Ética kantiana: A Moralidade do dever e a Racionalidade como pressuposto básico.



Kant formula sua ética dentro de uma esfera em que a única finalidade é a autoconservação que se revela na complexidade do dever que de alguma forma se coloca como exigência, em qualquer circunstância, o respeito a lei moral, que por sua vez está radicado dentro de uma concepção antropológica na qual o homem e seu agir aparecem divididos pelas exigências da razão e do desejo.

Essa dicotomia no homem coloca-o entre duas circunstâncias: o pólo da natureza e o da razão. Uma vez ai colocado, o homem, só se colocará de acordo com uma lei da vontade racional se este for comunicado através da voz imperiosa do dever. É partindo deste principio do dever que Kant assume, em sua estrutura ética, uma única finalidade a autoconservação, já mencionada inicialmente, e que de alguma forma deveria estar fora da sujeição da humanidade enquanto inclinações humanas.

Daí conclui-se que Kant postula sua ética em uma dimensão puramente racional. Isto ele faz descartando do seu esquema ético o binômio; paixão-razão, e por isso, conseqüentemente, elimina a questão da subjetividade. Isso equivale dizer que se o homem for destituído das suas inclinações emotivas das quais é a fonte que lhe proporciona felicidade, e que, portanto, não a virtude, a lei moral será a única garantia verdadeira da autoconservação que o torna livre, pois, erradica em si todo o aspecto cognoscente da lei. Por isso é que a doutrina do dever esta constituída no principio diretivo da ação que prescinde totalmente de suas determinações concretas, isto é, Kant procura garantir a incondicionalidade do primeiro principio ético (o imperativo categórico) de qualquer determinação empírica.

Kant, por criar esta estrutura ética na base da racionalidade, rompe com o esquema antigo de ética: o esquema aristotélico. Pois sua fundação apriori desvincula-o de todo e qualquer realidade das inclinações e dos desejos que constitui a existência do homem. Se para Aristóteles a pólis era o espaço privilegiado da realização ética, para Kant, esta acentuação da subjetividade e da interioridade das escolhas morais induz gradativamente a desvalorização da dimensão moral da realidade social e política. Respeito a lei por ela mesma, por ser necessária.

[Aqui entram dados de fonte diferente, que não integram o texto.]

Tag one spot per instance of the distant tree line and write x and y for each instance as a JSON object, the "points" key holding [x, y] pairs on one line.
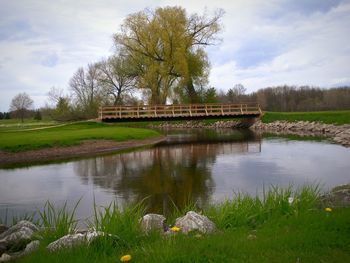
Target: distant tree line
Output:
{"points": [[291, 98], [160, 58]]}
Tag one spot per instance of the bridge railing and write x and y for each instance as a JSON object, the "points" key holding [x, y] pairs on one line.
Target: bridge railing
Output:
{"points": [[184, 110]]}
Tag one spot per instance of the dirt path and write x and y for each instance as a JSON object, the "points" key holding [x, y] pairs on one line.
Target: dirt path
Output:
{"points": [[87, 148]]}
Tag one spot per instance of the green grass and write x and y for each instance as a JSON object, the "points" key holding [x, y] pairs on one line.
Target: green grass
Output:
{"points": [[71, 134], [251, 229], [17, 125], [329, 117]]}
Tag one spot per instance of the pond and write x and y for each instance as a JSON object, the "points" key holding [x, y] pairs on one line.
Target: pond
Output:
{"points": [[198, 166]]}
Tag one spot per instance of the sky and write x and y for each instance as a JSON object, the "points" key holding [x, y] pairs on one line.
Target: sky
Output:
{"points": [[263, 42]]}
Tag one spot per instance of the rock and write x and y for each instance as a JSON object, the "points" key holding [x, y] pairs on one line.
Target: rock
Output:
{"points": [[193, 221], [17, 235], [3, 228], [72, 240], [20, 235], [32, 246], [151, 222], [20, 225]]}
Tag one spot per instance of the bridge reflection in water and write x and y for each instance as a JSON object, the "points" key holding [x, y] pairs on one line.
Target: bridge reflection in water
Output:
{"points": [[175, 172]]}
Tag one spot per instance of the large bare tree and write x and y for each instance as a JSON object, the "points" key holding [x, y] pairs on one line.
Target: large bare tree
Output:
{"points": [[86, 89], [20, 104], [160, 45], [117, 78]]}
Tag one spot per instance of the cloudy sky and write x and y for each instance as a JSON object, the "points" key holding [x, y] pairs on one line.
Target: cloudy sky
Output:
{"points": [[264, 42]]}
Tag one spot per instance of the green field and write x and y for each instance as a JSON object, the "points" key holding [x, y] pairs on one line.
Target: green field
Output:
{"points": [[329, 117], [249, 230], [23, 139]]}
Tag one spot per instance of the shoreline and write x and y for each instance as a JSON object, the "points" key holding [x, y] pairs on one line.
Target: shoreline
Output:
{"points": [[339, 134], [85, 149]]}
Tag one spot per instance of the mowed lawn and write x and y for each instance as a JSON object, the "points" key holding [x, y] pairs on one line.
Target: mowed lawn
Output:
{"points": [[70, 134], [329, 117]]}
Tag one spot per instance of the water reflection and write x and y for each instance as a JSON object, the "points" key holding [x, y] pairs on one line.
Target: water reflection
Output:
{"points": [[192, 165], [176, 172]]}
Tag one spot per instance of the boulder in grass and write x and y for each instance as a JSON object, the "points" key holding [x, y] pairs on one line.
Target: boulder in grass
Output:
{"points": [[195, 222], [72, 240], [152, 222]]}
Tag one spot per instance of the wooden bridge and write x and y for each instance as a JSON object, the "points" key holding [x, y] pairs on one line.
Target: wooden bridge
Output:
{"points": [[178, 112]]}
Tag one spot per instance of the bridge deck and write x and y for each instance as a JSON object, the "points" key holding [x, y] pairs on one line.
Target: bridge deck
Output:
{"points": [[168, 112]]}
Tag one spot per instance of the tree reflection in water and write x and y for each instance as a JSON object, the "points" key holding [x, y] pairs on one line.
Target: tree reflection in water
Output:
{"points": [[175, 172]]}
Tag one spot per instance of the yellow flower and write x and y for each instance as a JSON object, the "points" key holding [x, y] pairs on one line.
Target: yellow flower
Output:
{"points": [[175, 229], [125, 258]]}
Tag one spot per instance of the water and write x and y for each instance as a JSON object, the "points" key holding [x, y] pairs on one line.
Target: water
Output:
{"points": [[199, 165]]}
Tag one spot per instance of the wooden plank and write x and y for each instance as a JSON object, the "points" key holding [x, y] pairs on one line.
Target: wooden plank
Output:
{"points": [[168, 111]]}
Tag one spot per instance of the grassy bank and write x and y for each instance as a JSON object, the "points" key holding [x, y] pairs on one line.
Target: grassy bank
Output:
{"points": [[329, 117], [250, 229], [67, 135]]}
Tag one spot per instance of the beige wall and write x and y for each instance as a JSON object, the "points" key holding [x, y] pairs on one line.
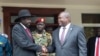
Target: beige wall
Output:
{"points": [[75, 11]]}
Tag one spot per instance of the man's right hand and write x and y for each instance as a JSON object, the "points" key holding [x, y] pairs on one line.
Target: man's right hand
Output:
{"points": [[44, 49]]}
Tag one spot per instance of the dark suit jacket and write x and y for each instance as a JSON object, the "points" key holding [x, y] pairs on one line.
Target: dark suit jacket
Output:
{"points": [[22, 44], [91, 46], [74, 43]]}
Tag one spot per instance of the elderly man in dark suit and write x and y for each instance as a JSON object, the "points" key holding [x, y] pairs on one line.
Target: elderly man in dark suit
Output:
{"points": [[23, 43], [68, 39]]}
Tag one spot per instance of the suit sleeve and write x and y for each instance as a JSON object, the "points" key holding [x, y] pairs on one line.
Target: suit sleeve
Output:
{"points": [[82, 43], [8, 49], [51, 48], [19, 37]]}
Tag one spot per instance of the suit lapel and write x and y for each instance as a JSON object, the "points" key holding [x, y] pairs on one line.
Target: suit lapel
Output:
{"points": [[57, 34], [68, 33]]}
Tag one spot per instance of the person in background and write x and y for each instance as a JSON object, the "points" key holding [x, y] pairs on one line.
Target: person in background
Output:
{"points": [[22, 39], [5, 46], [68, 39], [93, 44], [40, 35]]}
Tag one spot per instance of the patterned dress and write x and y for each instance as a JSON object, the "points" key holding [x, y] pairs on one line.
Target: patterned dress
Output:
{"points": [[42, 39]]}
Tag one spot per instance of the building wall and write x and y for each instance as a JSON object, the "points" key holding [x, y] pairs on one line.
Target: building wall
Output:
{"points": [[75, 11]]}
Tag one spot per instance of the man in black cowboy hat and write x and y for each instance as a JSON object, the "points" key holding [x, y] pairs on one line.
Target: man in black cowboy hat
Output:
{"points": [[23, 43]]}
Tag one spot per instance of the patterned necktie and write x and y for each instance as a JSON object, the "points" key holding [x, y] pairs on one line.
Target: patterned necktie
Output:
{"points": [[62, 35], [28, 32], [97, 47]]}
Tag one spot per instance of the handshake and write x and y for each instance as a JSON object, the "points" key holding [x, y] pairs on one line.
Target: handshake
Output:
{"points": [[44, 49]]}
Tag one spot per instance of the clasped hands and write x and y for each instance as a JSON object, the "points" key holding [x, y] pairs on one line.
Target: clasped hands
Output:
{"points": [[44, 49]]}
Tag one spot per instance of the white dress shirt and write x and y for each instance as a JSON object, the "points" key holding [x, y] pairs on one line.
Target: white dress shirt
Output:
{"points": [[66, 30]]}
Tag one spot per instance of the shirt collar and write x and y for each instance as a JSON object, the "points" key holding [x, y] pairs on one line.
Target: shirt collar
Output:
{"points": [[67, 26]]}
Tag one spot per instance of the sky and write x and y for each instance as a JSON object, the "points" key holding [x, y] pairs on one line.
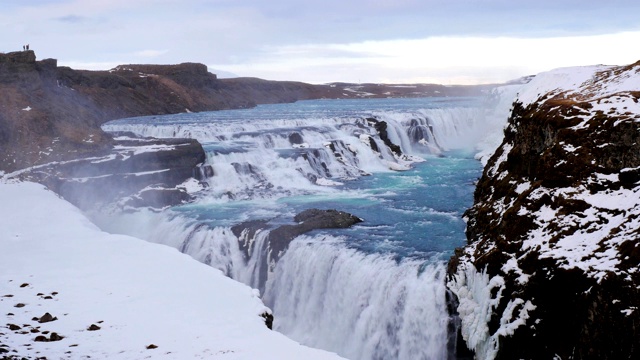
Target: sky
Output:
{"points": [[380, 41]]}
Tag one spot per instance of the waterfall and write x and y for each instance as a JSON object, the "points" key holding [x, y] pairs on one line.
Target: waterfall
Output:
{"points": [[324, 292], [361, 306]]}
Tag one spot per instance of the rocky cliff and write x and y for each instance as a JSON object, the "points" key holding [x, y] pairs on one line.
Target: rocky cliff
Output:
{"points": [[50, 119], [551, 269]]}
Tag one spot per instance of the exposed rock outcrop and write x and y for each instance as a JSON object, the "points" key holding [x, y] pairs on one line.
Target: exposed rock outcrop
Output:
{"points": [[278, 237], [551, 269], [137, 172]]}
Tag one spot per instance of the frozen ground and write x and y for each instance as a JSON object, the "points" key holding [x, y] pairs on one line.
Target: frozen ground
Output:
{"points": [[141, 300]]}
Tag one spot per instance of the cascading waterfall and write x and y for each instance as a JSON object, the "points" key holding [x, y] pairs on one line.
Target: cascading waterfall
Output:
{"points": [[367, 306], [325, 291]]}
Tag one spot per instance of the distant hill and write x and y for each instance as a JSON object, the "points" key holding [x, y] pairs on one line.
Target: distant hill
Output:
{"points": [[50, 113]]}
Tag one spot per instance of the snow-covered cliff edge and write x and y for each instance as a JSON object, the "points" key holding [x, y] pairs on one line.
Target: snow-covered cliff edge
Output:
{"points": [[117, 297], [551, 269]]}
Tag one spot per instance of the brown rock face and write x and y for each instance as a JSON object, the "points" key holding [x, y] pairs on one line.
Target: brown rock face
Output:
{"points": [[550, 229]]}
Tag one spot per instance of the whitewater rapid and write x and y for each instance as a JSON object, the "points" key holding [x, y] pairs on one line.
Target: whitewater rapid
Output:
{"points": [[372, 292]]}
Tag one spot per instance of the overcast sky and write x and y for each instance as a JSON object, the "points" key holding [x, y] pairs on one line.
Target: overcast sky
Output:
{"points": [[320, 41]]}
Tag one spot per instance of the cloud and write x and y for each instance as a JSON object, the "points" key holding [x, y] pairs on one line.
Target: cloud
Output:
{"points": [[150, 53], [454, 59], [73, 19]]}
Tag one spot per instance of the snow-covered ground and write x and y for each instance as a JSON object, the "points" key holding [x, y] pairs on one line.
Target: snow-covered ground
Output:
{"points": [[143, 300]]}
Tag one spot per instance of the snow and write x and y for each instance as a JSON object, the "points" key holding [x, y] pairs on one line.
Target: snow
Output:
{"points": [[138, 293]]}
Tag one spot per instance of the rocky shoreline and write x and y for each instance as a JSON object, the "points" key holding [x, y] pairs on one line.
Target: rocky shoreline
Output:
{"points": [[50, 119], [551, 269]]}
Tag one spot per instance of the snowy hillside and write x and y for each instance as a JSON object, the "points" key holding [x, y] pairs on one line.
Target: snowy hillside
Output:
{"points": [[552, 265], [70, 291]]}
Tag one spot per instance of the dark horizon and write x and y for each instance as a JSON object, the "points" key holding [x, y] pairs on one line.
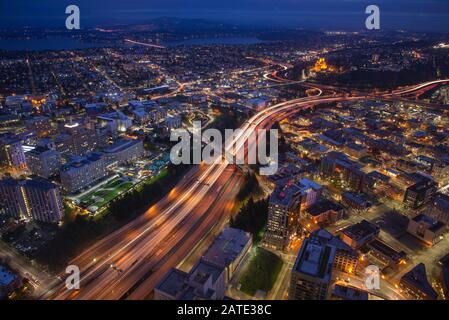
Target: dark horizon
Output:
{"points": [[411, 15]]}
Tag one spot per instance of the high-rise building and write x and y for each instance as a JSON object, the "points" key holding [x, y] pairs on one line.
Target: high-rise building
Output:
{"points": [[11, 152], [285, 205], [43, 162], [36, 198], [312, 271], [84, 172], [359, 234], [39, 125], [337, 165], [420, 193], [416, 285], [124, 151], [439, 209], [283, 216], [76, 140], [228, 250]]}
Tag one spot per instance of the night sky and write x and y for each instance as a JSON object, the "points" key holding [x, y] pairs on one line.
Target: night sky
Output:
{"points": [[420, 15]]}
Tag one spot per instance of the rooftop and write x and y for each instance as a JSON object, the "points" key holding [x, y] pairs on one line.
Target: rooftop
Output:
{"points": [[227, 247], [315, 259], [361, 230]]}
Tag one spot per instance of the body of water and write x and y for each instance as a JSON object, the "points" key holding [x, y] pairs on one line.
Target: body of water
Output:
{"points": [[62, 43], [214, 41], [50, 43]]}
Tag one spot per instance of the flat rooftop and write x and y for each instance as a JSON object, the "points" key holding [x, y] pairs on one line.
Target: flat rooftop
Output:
{"points": [[315, 259], [361, 230], [227, 247]]}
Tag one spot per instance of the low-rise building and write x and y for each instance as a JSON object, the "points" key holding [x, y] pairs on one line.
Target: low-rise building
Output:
{"points": [[416, 285], [204, 282], [124, 151], [84, 172], [228, 250], [37, 199], [325, 212], [360, 234], [341, 292], [426, 229], [9, 282], [43, 162], [312, 272]]}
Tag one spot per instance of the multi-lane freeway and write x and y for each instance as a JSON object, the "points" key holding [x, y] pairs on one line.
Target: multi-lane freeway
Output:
{"points": [[128, 263]]}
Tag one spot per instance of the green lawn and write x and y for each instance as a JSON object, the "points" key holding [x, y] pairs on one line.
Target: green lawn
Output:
{"points": [[106, 193], [262, 272]]}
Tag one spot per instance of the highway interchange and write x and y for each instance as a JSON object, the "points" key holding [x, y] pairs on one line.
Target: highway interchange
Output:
{"points": [[128, 263]]}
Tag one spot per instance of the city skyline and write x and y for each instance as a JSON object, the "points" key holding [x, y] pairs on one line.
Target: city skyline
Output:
{"points": [[408, 15], [185, 159]]}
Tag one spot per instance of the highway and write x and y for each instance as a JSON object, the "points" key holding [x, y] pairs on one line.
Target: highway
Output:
{"points": [[130, 262]]}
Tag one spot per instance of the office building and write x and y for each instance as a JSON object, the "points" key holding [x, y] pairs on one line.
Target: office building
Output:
{"points": [[124, 151], [341, 292], [324, 212], [426, 229], [37, 199], [228, 250], [360, 234], [11, 152], [39, 125], [43, 162], [346, 258], [83, 172], [9, 282], [416, 285], [439, 209], [75, 140], [204, 282], [312, 272], [420, 193], [283, 215]]}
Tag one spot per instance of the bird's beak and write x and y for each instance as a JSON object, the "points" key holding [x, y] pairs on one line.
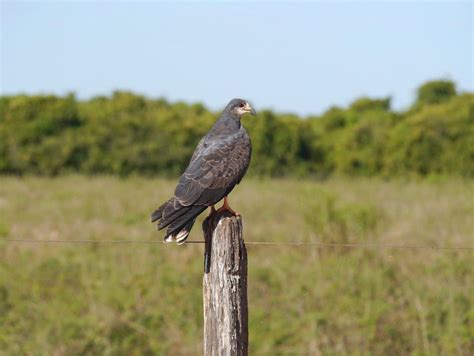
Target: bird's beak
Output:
{"points": [[250, 109]]}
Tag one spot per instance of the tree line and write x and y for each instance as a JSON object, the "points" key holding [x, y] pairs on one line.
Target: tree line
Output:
{"points": [[127, 134]]}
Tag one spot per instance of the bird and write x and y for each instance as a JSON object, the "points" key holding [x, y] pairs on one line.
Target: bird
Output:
{"points": [[217, 165]]}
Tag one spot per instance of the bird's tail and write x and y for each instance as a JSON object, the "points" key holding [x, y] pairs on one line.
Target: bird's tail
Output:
{"points": [[178, 218]]}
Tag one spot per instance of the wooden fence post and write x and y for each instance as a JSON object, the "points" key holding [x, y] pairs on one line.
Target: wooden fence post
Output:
{"points": [[225, 287]]}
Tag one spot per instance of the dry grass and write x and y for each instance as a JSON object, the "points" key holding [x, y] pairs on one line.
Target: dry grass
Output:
{"points": [[64, 299]]}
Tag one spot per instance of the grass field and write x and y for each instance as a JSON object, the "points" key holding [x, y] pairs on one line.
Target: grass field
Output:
{"points": [[146, 299]]}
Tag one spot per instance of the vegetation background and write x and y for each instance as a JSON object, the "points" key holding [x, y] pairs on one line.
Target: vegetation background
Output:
{"points": [[129, 134], [362, 174], [394, 166]]}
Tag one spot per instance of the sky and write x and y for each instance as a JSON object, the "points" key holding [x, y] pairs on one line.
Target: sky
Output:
{"points": [[286, 56]]}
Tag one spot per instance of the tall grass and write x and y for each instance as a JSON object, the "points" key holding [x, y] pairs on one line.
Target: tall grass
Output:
{"points": [[134, 299]]}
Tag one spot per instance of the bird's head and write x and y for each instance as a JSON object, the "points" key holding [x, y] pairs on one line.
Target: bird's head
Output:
{"points": [[239, 107]]}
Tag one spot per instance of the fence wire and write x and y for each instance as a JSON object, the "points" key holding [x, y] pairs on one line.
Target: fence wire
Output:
{"points": [[264, 243]]}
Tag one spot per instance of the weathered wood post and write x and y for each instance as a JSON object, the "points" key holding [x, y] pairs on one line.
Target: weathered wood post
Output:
{"points": [[225, 287]]}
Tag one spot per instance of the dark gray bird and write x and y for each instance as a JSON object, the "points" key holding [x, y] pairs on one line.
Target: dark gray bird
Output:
{"points": [[218, 164]]}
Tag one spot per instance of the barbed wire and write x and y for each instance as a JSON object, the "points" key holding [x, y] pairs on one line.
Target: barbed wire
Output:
{"points": [[267, 243]]}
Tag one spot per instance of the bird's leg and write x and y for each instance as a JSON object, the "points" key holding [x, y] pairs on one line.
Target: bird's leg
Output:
{"points": [[226, 207], [213, 210]]}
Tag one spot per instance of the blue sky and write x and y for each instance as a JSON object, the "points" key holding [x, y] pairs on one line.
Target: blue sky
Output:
{"points": [[301, 58]]}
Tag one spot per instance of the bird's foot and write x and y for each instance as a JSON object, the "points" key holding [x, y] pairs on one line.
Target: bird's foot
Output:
{"points": [[212, 212], [226, 207]]}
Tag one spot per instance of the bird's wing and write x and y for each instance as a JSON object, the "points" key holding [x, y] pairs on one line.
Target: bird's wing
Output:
{"points": [[213, 170]]}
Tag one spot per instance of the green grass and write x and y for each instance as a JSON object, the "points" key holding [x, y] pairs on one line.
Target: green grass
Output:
{"points": [[138, 299]]}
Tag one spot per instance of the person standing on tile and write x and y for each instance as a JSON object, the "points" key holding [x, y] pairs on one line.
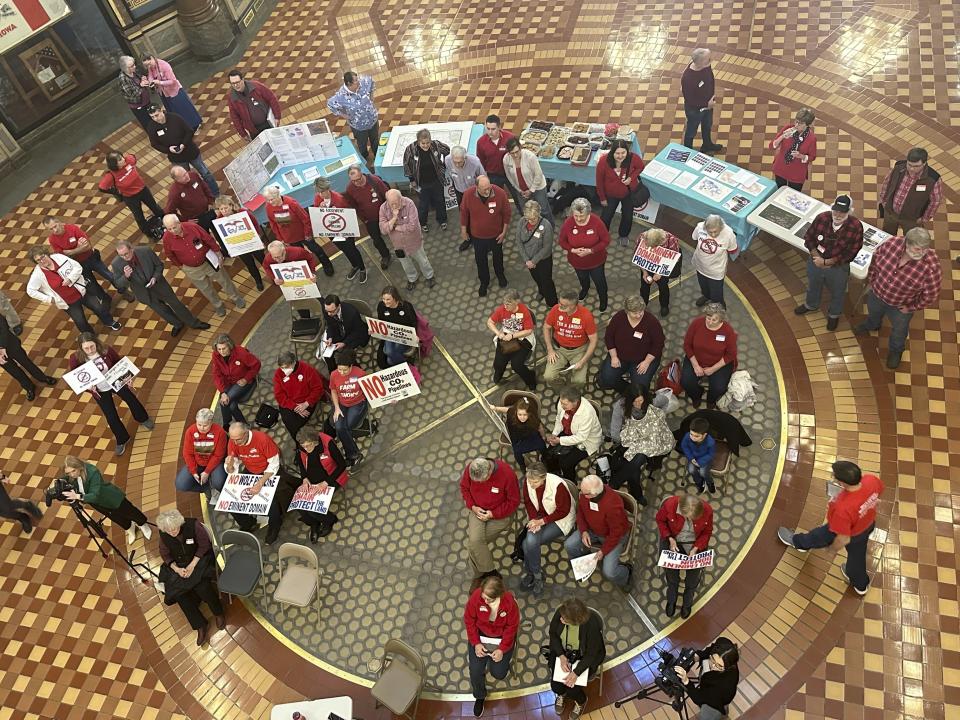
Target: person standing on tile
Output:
{"points": [[833, 238], [851, 518], [354, 101]]}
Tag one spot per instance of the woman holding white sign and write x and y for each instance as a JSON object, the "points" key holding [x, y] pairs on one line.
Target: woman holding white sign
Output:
{"points": [[104, 357], [685, 523]]}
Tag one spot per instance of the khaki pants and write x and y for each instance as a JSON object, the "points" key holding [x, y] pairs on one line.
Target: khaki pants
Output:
{"points": [[202, 275], [566, 358], [479, 536]]}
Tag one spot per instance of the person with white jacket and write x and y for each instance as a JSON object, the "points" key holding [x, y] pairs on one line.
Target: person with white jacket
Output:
{"points": [[551, 516], [577, 434], [58, 280], [523, 172]]}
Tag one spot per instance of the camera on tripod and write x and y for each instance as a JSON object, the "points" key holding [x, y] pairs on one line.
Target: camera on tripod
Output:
{"points": [[57, 488]]}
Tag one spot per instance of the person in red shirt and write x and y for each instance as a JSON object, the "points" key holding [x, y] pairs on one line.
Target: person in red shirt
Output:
{"points": [[796, 148], [349, 404], [204, 450], [491, 612], [491, 495], [124, 182], [291, 225], [585, 238], [484, 221], [851, 517], [710, 351], [297, 387], [602, 528], [685, 523], [367, 193], [618, 177], [235, 374]]}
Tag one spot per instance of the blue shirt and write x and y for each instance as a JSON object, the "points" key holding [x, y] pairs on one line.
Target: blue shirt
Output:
{"points": [[357, 106]]}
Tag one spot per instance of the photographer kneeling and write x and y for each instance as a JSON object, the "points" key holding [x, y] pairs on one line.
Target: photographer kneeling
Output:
{"points": [[717, 685], [104, 497]]}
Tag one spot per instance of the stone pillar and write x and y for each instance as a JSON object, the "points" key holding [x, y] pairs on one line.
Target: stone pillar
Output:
{"points": [[210, 31]]}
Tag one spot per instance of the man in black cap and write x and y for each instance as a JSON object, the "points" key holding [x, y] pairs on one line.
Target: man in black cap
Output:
{"points": [[834, 238], [851, 516]]}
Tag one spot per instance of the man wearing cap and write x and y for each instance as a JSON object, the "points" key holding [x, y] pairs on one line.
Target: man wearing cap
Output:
{"points": [[851, 516], [834, 238]]}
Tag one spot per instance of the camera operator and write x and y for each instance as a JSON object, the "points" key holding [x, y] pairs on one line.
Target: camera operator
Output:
{"points": [[105, 497], [719, 676]]}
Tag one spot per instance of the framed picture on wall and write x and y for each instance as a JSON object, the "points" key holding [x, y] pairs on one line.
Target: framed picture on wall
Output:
{"points": [[48, 68]]}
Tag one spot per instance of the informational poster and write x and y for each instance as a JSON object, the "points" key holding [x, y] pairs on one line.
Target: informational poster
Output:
{"points": [[390, 385], [84, 377], [657, 261], [312, 499], [334, 222], [298, 281], [237, 495], [394, 332], [681, 561], [238, 234]]}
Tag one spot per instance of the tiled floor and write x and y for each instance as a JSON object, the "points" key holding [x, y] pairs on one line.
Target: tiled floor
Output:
{"points": [[78, 641]]}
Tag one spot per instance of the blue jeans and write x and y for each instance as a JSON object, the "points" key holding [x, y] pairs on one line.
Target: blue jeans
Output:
{"points": [[237, 395], [856, 551], [698, 119], [835, 279], [350, 418], [611, 378], [611, 567], [532, 543], [186, 482], [899, 322]]}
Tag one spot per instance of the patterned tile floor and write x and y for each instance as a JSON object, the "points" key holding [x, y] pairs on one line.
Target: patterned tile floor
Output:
{"points": [[81, 641]]}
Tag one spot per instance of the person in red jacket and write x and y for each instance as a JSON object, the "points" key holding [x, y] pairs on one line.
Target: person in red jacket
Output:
{"points": [[491, 495], [124, 182], [204, 450], [851, 517], [235, 374], [250, 104], [710, 351], [297, 387], [326, 197], [291, 225], [618, 176], [492, 619], [585, 238], [603, 529], [685, 523]]}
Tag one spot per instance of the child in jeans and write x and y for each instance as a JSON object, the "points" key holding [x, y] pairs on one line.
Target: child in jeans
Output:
{"points": [[699, 448]]}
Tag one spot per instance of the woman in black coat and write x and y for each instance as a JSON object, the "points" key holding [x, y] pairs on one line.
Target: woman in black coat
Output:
{"points": [[576, 641]]}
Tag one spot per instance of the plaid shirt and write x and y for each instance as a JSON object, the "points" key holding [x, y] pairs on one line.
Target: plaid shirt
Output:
{"points": [[842, 244], [914, 286]]}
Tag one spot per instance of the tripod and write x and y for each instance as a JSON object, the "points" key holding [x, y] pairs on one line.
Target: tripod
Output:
{"points": [[677, 702], [96, 532]]}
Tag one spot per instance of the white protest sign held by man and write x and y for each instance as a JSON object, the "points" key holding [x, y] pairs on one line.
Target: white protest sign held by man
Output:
{"points": [[388, 386], [334, 222], [238, 234], [237, 496], [394, 332]]}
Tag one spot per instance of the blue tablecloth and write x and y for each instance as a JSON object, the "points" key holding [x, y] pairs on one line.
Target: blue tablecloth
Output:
{"points": [[693, 203], [304, 193]]}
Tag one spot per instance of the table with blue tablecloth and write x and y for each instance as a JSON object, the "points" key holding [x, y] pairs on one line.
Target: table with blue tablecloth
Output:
{"points": [[724, 189]]}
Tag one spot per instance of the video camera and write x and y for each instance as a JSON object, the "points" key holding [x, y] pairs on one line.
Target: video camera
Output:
{"points": [[56, 490]]}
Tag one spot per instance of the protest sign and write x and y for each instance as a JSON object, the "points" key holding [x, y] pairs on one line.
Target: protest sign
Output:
{"points": [[383, 330], [236, 495], [388, 386]]}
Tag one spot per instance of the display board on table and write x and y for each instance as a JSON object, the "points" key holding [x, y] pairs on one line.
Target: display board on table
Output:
{"points": [[252, 169]]}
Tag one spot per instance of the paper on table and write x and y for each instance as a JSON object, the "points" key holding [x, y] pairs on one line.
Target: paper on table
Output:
{"points": [[559, 674]]}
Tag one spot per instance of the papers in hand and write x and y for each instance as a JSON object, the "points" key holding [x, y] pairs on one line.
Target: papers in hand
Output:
{"points": [[583, 566], [559, 675]]}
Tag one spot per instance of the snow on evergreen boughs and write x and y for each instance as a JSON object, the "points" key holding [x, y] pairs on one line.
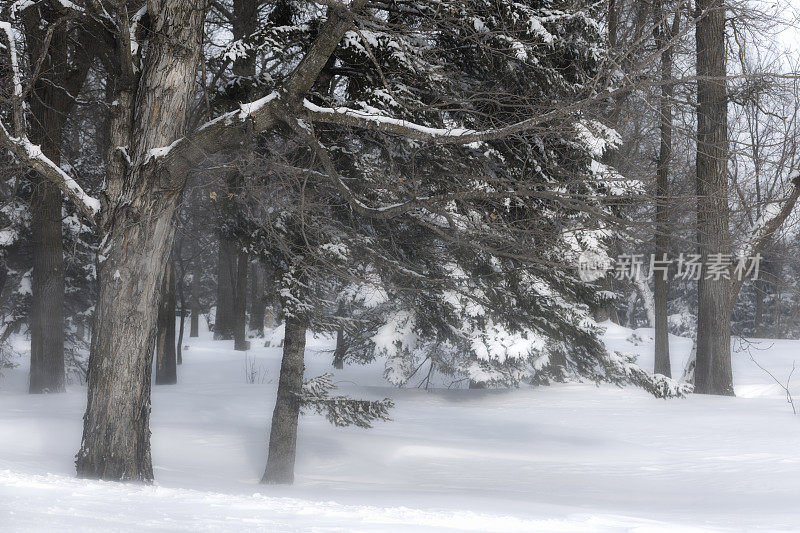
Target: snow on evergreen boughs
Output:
{"points": [[341, 410]]}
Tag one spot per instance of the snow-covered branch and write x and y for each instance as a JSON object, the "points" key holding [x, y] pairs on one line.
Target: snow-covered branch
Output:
{"points": [[371, 121], [30, 154]]}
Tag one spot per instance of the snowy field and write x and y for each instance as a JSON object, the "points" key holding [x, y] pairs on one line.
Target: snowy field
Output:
{"points": [[559, 458]]}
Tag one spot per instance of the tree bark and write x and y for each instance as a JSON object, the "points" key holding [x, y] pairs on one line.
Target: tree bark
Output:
{"points": [[194, 327], [713, 373], [139, 206], [226, 276], [240, 342], [257, 301], [341, 347], [181, 295], [283, 433], [340, 351], [166, 369], [663, 34], [47, 302], [49, 109]]}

Para Kant a comunidade ética tem que ser essencialmente distinta da comunidade jurídica, visto que existem dois elementos em qualquer legislação: a lei e o móbil. Aqui a lei representa a ação que deve acontecer como objetividade necessária. Ela provem da razão pura, legislando por si mesma, isto é, tem sua origem na vontade autônoma. Já o móbil, liga subjetivamente a lei ao fundamento de determinação do livre arbítrio à ação, ou seja, liga a lei à máxima do querer, e isto ocorre de forma subjetiva. Sendo assim, as máximas provem do livre arbítrio, as quais ele próprio regula seu querer ou se determina a ação. O livre arbítrio é determinado somente pela razão pura. Por isso a supremacia de um ou outro móbil, o respeito ou o amor de si define o valor ético de uma conduta constituído má ou boa.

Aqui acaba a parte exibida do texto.